Let us review the structure of the CFS signature, which is strongly related to the Niederreiter PKE scheme.

In the Niederreiter PKE scheme, a public key is $H \in \mathbb{F}^{n \times k}$, which is a scrambled parity-check matrix of the Goppa codes. A plaintext is a decodable error; for example, we set $S = \{\vec{e} \in \mathbb{F}^n \mid H_w(\vec{e}) \leq t \}$ for some $t$ as a plaintext space. A ciphertext is a decodable syndrome of $\vec{e}$, that is, $\vec{c} = F_H(\vec{e}) = H \cdot \vec{e} \in \mathbb{F}^{k}$.

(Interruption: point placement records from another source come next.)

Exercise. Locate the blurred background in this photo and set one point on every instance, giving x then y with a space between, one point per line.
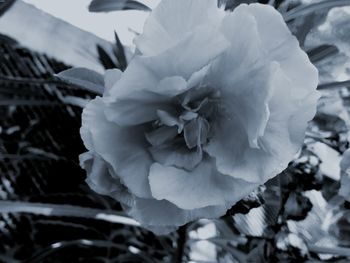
48 213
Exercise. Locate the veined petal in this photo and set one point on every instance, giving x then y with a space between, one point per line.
124 149
248 100
171 21
100 180
178 156
112 76
283 47
202 187
168 214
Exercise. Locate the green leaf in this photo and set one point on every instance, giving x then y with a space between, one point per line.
116 5
84 78
312 8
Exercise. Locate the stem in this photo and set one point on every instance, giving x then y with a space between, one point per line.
340 251
181 244
333 85
65 211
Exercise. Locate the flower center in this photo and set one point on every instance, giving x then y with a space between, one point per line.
187 124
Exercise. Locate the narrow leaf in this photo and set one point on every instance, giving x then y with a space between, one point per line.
84 78
308 9
116 5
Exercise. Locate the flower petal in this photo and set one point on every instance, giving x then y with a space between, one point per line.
112 76
167 182
100 180
284 48
171 21
178 156
162 213
124 149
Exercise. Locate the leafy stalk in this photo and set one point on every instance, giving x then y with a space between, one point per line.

This mapping is not surjective. In other words, there are several undecodable syndromes. The ratio of undecodable syndromes is in proportion to the ratio of the code. The higher a ratio of code is, the lower a ratio of undecodable syndromes. Therefore, the practical CFS signature requires the code to be high-rate.

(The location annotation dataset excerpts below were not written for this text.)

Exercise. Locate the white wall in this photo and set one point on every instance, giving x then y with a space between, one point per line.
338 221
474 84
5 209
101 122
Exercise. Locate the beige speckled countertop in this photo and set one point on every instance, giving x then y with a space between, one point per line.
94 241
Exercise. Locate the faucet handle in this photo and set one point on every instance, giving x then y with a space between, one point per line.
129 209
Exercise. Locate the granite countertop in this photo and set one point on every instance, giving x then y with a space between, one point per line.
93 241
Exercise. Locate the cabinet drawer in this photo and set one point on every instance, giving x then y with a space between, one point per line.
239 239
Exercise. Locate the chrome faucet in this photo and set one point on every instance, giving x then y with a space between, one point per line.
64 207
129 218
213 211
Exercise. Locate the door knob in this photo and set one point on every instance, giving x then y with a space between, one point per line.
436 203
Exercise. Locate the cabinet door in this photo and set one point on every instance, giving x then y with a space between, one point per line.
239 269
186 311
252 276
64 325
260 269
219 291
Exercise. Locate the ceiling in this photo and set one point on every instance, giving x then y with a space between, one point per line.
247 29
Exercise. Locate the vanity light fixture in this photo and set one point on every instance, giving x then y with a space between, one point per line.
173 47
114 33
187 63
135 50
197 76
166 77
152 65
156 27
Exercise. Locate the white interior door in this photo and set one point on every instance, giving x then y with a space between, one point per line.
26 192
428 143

The security proof of the CFS signature scheme goes as follows:

  1. The original security game.
  2. Exploit the random oracle in order to remove inversion. In each query, choose $\vec{e}$ and define the hash value $RO(i,m) \gets F_H(\vec{e})$.
  3. Replace the public key from a scrambled parity-check matrix $H$ to a random matrix $H_{\mathrm{random}}$.
  4. Now, we reduce the game to the syndrome decoding problem.

In several parameter settings, the high-rate code distinguisher falsify the argument at Step 3.

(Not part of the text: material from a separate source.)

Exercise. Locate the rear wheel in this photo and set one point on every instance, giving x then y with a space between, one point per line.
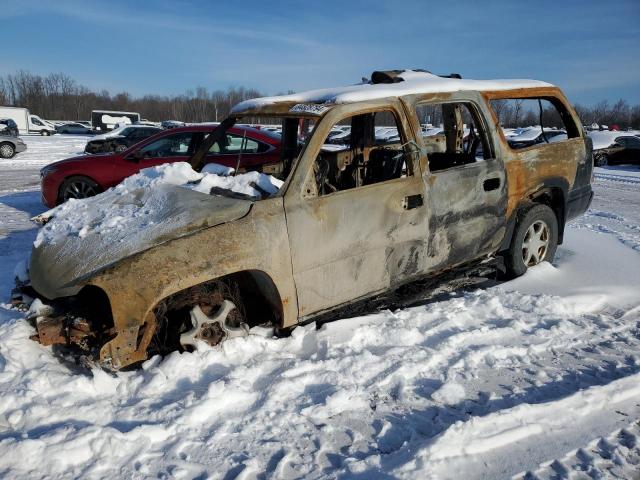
210 313
534 241
78 187
7 150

Why the McEliece/Niederreiter encryption is less affected

A one-line answer is that the above PKE schemes can be constructed from low-rate codes.

In the PKE schemes, a decryptor has no need to be able to decrypt any ciphertexts. Hence, we can employ relatively low-rate codes, on which the high-rate distinguisher you referred fails.